Evangelicals Often Clash over Global Warming

Photo credit: Julia Vitullo-Martin; Description: Sir Brian Heap, at Templeton-Cambridge Journalism Fellowships

When Orlando-based missionary and author Grady McMurtry talks about science and the Bible today at St. Cloud Church of the Nazarene, one question is bound to come up: How should evangelicals respond to the burning issue of global warming?

Relying as much on his degrees in agriculture and environmental science as on his theological education, McMurtry uses Scripture to argue his case that there is no global warming, no thinning of the Earth's ozone layer.

In lectures devoted entirely to climate change, he argues that what warming there may be is cyclical and natural, not caused by human activity. Christians, he insists, should not pay attention to what he calls “junk science” that argues the contrary, as opposed to his controversial brand of “biblical science.”

“Many foundational scientific laws and processes are accurately described in the Bible,” says McMurtry, author of Creation: Our Worldview.

Yet McMurtry, 61, may be swimming against the evangelical tide.
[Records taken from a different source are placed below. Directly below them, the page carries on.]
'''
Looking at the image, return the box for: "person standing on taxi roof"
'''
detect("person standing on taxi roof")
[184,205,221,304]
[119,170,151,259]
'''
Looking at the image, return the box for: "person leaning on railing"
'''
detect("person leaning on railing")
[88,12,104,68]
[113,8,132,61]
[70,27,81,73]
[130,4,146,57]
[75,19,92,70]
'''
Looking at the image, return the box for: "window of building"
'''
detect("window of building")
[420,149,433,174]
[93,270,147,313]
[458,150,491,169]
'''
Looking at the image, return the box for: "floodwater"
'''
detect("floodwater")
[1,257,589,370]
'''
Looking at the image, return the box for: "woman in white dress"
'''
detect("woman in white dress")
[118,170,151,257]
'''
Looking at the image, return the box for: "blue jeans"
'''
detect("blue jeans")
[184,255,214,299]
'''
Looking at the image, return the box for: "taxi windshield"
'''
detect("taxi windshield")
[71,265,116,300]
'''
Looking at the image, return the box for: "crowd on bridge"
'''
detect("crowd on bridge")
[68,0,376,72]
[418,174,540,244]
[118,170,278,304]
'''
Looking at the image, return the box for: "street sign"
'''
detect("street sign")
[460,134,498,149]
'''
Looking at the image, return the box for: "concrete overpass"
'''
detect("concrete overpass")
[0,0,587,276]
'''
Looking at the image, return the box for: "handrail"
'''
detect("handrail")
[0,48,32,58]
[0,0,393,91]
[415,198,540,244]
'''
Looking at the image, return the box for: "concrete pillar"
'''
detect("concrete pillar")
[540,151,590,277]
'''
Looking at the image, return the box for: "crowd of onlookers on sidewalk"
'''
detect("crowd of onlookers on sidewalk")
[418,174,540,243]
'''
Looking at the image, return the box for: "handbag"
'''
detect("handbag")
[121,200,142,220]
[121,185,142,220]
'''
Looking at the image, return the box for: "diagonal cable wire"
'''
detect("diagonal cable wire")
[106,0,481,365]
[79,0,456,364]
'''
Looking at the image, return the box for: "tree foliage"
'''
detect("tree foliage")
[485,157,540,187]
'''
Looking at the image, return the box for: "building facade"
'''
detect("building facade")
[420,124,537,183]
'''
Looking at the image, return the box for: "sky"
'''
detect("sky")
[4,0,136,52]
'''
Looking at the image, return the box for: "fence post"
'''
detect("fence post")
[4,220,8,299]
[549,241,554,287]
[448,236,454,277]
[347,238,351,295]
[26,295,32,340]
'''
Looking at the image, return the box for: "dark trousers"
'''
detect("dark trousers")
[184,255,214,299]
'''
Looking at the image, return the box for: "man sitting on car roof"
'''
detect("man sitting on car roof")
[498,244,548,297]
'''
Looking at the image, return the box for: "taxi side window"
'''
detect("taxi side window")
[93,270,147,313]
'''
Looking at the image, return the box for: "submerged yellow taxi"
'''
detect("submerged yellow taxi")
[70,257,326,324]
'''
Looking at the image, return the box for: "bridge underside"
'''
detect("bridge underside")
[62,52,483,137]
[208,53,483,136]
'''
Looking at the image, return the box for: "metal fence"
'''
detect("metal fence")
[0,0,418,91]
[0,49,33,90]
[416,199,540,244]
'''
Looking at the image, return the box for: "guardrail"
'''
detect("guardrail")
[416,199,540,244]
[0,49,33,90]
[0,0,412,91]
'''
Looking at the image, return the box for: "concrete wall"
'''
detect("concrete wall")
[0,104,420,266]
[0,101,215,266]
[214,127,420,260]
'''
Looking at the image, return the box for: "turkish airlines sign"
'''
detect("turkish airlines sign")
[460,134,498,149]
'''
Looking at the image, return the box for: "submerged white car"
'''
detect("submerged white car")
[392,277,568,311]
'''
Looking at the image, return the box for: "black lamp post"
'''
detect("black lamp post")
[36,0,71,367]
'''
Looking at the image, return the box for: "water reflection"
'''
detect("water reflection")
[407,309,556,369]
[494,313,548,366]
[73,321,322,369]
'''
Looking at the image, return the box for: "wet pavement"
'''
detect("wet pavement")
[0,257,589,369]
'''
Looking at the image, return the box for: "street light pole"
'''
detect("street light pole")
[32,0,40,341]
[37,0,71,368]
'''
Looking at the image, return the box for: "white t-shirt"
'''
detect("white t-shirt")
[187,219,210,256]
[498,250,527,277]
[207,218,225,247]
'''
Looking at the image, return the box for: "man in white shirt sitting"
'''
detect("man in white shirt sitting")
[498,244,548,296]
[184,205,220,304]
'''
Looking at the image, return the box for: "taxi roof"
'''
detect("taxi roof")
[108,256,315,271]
There is a growing scientific consensus on global warming among researchers in the United States and Great Britain who are as devout in their evangelical Christianity as McMurtry is but who have reached dramatically different conclusions on the cause, effect and remedy for world climate change.

This view resonates with a growing number of evangelical congregations across North America, including Northland, a Church Distributed, in Longwood.